Jarome Fonua, 26, was among a dozen people arrested after a series of gang raids last April that seized $4 million worth of assets.
He pleaded guilty to participating in an organised crime group, money laundering and possession of methamphetamine two weeks out from his trial earlier this year.
Fonua was the secretary for the Comancheros; entrusted to handle large sums of cash and receiving a top of the line Range Rover valued at nearly $250,000.
At his sentencing yesterday, Justice Lang said the Australian citizen had moved to New Zealand in November 2017 to be closer to his wife and her family.
Within a short period of time he had become an active member of the Comancheros and was acting secretary for the organisation by mid 2018.
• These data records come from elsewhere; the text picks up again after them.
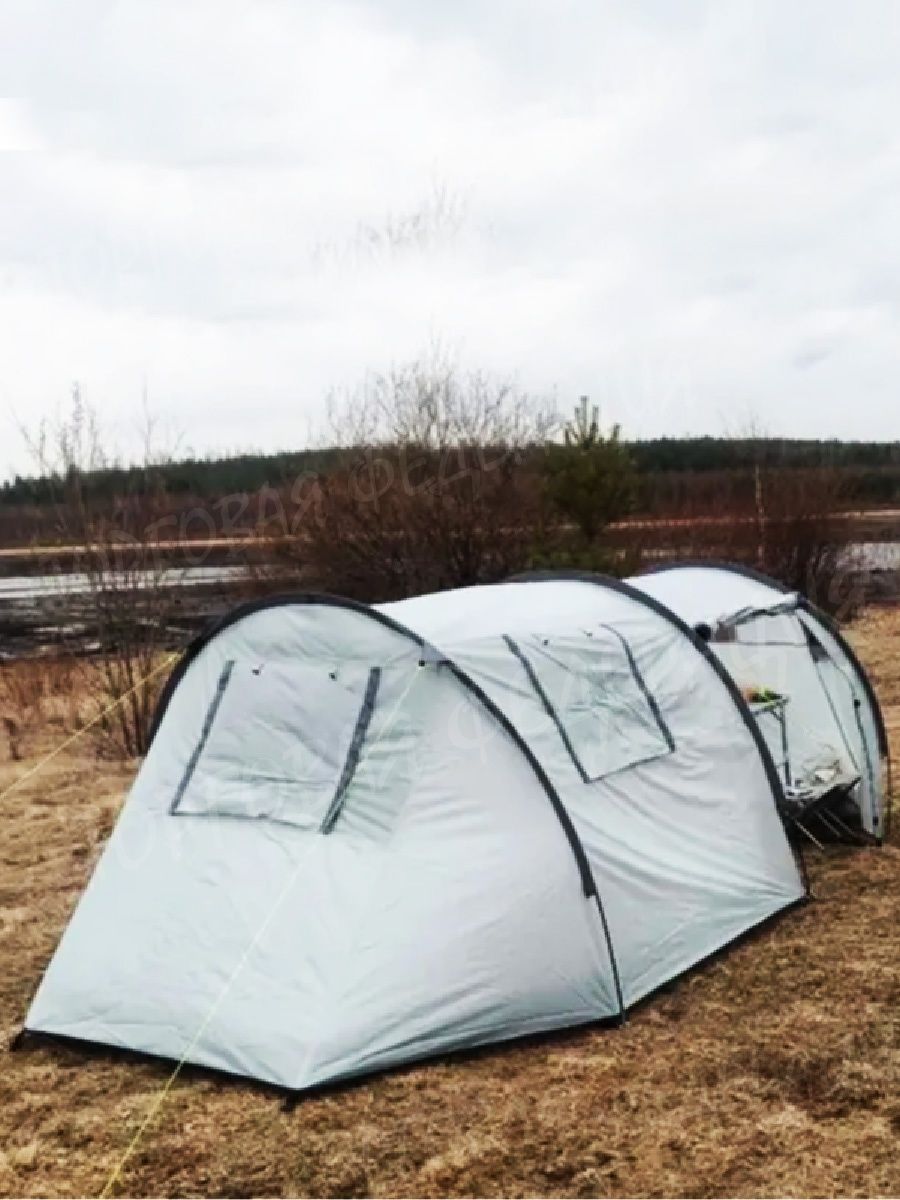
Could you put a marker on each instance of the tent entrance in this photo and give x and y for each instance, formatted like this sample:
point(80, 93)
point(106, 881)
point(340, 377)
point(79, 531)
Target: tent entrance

The Comancheros ran a large-scale money laundering operation in 2018 and 2019 that involved disgraced lawyer Andrew Simpson depositing sums of less than $10,000 into a trust.
Justice Lang said Fonua was involved in a $60,000 transaction in August 2018 that helped Comancheros president Pasilika Naufahu buy a house at Bucklands Beach.
Fonua also received a top of the line Range Rover valued at $239,000, bankrolled by money laundered by the organised crime group.
Justice Lang, who sat on Pasilika Naufahu and Connor Clausen's trial in October, said it was likely the money had come from drug offending as no one charged held down steady jobs.
The judge said Fonua was clearly a senior, trusted member of the Comancheros' inner circle and he had been found with 5.9 grams of methamphetamine and a money counting machine.
He jailed Fonua for four and a half years.
He will be deported to Australia when released from prison.
Comacheros vice-president Tyson Daniels was jailed for four years and eight months and Andrew Simpson jailed for two years and nine months in February.
Pasilika Naufahu and Connor Clausen will be sentenced by Justice Lang in December.